Isto foi aceito; então disse Frei Pedro: “Para conhecerdes todos, e
confessardes à uma, que o nosso Deus, único onipotente é o criador das coisas
visíveis e invisíveis, peço-Lhe, em nome de seu Filho Jesus Cristo, que nos
envie uma nuvem para nos defender dos raios do sol”. E ao fazer o sinal da
Cruz, imediatamente apareceu no céu sereno uma nuvem amena que aliviou a todos.
São Pedro de
Verona foi muito favorecido com visões celestes. As virgens e mártires Santa
Catarina, Santa Inês e Santa Cecília frequentemente lhe apareciam, e tinham com
ele familiar entretenimento. Isso foi-lhe causa de uma grande provação, pois um
dia um frade ouviu aquelas vozes femininas na cela do santo, e comunicou ao
Superior. Este, no capítulo, repreendeu Frei Pedro, que em vez de se defender,
disse apenas: “Sou um grande pecador”, pois, em sua humildade, não
queria que soubessem dos favores celestes que recebia. Foi então relegado a um
convento distante, com a proibição de sair e de pregar.
Certo dia, nessa
reclusão forçada, Frei Pedro lamentou-se amorosamente diante de um Crucifixo,
dizendo: “E, então, meu Deus!
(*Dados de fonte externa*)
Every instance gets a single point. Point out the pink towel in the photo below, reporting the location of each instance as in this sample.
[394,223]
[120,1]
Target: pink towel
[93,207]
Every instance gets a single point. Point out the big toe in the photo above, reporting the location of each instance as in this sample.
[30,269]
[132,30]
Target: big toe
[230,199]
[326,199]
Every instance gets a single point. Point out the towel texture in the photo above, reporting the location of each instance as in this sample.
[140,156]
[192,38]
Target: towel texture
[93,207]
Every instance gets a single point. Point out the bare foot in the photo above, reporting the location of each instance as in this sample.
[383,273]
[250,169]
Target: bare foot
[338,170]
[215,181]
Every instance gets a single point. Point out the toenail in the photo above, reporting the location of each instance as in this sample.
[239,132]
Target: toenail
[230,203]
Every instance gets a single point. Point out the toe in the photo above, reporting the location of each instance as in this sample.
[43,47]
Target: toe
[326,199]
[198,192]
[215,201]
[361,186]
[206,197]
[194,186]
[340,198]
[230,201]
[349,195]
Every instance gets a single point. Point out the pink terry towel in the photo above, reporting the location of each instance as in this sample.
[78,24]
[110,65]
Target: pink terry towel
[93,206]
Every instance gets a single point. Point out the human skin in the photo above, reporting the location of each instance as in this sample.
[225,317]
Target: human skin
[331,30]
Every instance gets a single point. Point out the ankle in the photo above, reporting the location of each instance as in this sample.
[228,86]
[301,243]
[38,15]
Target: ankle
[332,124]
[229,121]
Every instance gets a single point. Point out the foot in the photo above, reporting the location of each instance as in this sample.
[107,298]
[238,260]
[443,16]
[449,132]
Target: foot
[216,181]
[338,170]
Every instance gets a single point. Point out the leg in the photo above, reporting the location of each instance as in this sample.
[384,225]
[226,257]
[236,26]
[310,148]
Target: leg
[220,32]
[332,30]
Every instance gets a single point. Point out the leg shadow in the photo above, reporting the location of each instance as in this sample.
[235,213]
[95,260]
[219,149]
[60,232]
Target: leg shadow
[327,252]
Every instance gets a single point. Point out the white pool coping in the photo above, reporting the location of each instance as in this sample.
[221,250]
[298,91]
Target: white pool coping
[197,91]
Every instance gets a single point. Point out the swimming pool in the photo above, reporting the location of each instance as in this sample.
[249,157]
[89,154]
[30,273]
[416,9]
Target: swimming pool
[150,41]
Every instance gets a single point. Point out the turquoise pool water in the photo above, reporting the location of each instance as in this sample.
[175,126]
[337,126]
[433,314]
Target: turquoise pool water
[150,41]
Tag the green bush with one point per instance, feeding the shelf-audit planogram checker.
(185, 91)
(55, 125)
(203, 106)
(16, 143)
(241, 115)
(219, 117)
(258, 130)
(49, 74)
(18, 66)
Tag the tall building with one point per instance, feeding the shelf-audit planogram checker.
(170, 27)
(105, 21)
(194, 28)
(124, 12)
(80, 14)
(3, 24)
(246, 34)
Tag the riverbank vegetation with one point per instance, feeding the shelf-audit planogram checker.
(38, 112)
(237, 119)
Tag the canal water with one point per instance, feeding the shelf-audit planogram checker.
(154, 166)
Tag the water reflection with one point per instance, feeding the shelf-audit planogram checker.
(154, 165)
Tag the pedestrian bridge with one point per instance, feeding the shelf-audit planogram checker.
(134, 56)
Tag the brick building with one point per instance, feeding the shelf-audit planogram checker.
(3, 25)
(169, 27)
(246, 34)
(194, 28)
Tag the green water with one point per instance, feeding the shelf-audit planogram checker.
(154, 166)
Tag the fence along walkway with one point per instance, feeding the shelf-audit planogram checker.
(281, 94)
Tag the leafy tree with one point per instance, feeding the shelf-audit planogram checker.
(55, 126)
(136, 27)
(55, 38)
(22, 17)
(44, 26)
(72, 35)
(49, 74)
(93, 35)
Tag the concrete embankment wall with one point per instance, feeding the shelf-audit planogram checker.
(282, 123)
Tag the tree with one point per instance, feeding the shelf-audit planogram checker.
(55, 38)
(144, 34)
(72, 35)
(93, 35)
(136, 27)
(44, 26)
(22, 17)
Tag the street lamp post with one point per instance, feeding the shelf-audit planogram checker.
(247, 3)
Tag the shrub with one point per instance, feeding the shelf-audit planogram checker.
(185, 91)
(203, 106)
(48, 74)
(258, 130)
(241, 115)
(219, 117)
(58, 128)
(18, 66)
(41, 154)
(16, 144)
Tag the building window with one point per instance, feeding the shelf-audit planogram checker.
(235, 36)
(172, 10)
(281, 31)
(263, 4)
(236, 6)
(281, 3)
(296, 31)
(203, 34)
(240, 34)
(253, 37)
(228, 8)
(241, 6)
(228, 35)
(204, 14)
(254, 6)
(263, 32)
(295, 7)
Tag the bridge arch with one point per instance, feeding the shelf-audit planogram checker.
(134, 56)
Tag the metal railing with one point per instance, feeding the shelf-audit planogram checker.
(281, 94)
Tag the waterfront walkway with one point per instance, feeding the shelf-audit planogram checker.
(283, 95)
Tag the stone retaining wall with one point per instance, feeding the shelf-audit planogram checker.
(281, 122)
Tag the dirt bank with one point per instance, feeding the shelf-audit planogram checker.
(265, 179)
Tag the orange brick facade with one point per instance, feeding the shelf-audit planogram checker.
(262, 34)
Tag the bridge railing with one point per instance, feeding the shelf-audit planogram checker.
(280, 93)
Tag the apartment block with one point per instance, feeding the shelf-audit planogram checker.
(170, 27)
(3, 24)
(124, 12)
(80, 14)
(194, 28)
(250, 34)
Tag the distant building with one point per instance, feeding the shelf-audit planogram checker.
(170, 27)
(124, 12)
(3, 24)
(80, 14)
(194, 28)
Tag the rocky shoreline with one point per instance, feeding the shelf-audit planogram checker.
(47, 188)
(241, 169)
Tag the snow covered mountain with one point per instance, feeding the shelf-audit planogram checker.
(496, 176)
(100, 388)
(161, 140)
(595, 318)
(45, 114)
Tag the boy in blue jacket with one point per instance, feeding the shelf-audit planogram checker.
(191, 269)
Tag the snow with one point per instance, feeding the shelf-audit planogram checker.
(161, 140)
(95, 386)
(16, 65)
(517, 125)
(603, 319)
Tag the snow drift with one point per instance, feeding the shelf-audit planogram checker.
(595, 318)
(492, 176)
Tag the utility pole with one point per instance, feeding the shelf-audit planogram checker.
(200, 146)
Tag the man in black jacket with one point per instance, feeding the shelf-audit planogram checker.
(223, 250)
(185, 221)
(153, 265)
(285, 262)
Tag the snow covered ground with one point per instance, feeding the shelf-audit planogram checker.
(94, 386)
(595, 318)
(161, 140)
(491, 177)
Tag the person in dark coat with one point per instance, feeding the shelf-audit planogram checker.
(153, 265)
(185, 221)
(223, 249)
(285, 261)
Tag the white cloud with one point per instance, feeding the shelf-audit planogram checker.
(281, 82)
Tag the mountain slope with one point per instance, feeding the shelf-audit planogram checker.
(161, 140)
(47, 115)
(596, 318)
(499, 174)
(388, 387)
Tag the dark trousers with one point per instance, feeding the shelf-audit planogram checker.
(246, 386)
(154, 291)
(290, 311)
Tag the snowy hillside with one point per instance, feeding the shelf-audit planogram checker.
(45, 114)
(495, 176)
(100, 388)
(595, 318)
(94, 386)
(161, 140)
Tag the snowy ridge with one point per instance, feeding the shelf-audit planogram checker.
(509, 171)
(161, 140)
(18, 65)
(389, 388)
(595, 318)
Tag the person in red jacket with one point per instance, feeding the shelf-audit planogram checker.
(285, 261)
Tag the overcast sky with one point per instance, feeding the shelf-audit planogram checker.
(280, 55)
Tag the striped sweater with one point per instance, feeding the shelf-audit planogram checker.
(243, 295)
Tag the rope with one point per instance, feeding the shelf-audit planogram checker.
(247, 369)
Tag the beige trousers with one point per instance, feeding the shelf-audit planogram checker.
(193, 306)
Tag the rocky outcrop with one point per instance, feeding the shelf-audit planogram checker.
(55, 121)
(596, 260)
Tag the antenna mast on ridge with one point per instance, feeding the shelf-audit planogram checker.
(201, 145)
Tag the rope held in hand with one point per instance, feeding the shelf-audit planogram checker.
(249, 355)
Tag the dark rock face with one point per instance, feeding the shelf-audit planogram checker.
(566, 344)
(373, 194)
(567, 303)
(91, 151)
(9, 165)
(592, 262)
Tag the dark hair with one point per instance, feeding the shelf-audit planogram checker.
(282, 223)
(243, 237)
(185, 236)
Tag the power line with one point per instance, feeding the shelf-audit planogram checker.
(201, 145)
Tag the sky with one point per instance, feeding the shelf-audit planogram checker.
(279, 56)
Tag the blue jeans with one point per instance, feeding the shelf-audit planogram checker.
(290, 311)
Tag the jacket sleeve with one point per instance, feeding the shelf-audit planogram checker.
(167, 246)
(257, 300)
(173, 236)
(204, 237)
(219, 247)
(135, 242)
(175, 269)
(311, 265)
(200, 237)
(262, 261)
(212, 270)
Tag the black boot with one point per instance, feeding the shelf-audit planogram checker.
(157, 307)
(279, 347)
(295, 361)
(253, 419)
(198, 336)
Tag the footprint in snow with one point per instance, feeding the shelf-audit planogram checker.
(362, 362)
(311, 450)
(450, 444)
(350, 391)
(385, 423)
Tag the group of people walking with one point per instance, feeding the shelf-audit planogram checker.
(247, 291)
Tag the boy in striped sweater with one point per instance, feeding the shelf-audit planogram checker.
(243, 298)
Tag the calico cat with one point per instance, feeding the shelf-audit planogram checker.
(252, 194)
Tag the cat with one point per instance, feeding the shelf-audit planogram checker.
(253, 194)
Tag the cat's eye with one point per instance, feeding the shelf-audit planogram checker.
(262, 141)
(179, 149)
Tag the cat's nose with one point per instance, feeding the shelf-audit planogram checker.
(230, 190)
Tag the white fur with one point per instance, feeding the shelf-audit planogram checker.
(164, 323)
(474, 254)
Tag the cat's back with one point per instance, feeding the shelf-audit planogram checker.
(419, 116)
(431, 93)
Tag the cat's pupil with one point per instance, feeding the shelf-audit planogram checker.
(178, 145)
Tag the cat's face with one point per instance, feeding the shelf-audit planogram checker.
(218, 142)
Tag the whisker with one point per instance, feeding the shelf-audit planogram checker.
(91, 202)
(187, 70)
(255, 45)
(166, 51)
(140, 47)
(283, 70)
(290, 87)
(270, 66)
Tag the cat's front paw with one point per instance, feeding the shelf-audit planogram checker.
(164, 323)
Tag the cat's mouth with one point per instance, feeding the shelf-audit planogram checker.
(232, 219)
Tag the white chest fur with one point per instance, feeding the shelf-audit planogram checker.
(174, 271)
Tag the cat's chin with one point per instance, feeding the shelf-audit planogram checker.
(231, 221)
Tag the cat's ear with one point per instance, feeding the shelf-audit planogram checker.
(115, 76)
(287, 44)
Vós, que conheceis minha inocência, como
podeis sofrer que eu permaneça tanto tempo na infâmia?”. Nosso Senhor
respondeu-lhe: “E eu, Pedro, não era inocente? Merecia os opróbrios e as
dores com que fui acabrunhado no curso de minha Paixão? Aprende assim de mim a
sofrer com alegria as maiores penas, sem ter cometido os crimes que te são
imputados”. Mas os superiores deram-se conta de seu erro e chamaram de
volta o grande pregador.
Em 1232 o Papa
Gregório IX, que conhecia o zelo e a pureza de doutrina de Pedro de Verona,
nomeou-o Inquisidor-Geral da Fé. Foi enviado a Florença para examinar uma Ordem
religiosa que estava surgindo, fundada por sete varões daquela cidade. Graças a
seu testemunho favorável, a Ordem dos Servos de Maria foi confirmada.
Frei Pedro de
Verona não combatia a heresia só com palavras mas “persuadiu os católicos a
se coligarem em uma espécie de cruzada para expulsar do país todos os hereges;
e, em menos de seis anos, logrou ver católica a Toscana inteira”.
Os hereges não se
conformavam com o desaparecimento de sua seita. Assim, coligaram-se para
exterminar aquele que tantos estragos fazia.
Por uma luz
sobrenatural, São Pedro conheceu que o momento de seu tão desejado
martírio estava próximo. E o disse a muita gente, por exemplo, a uma multidão
de 10 mil pessoas que o ouviam em Milão, no Domingo de Ramos.
No sábado seguinte
à Páscoa, como vimos, dirigia-se de Como, onde era Prior, para Milão, quando
foi martirizado aos 46 anos. Como foi o primeiro mártir da Ordem Dominicana, é
também conhecido como São Pedro Mártir, e foi imortalizado por seu irmão de
hábito, o célebre Beato Fra Angélico, em várias pinturas.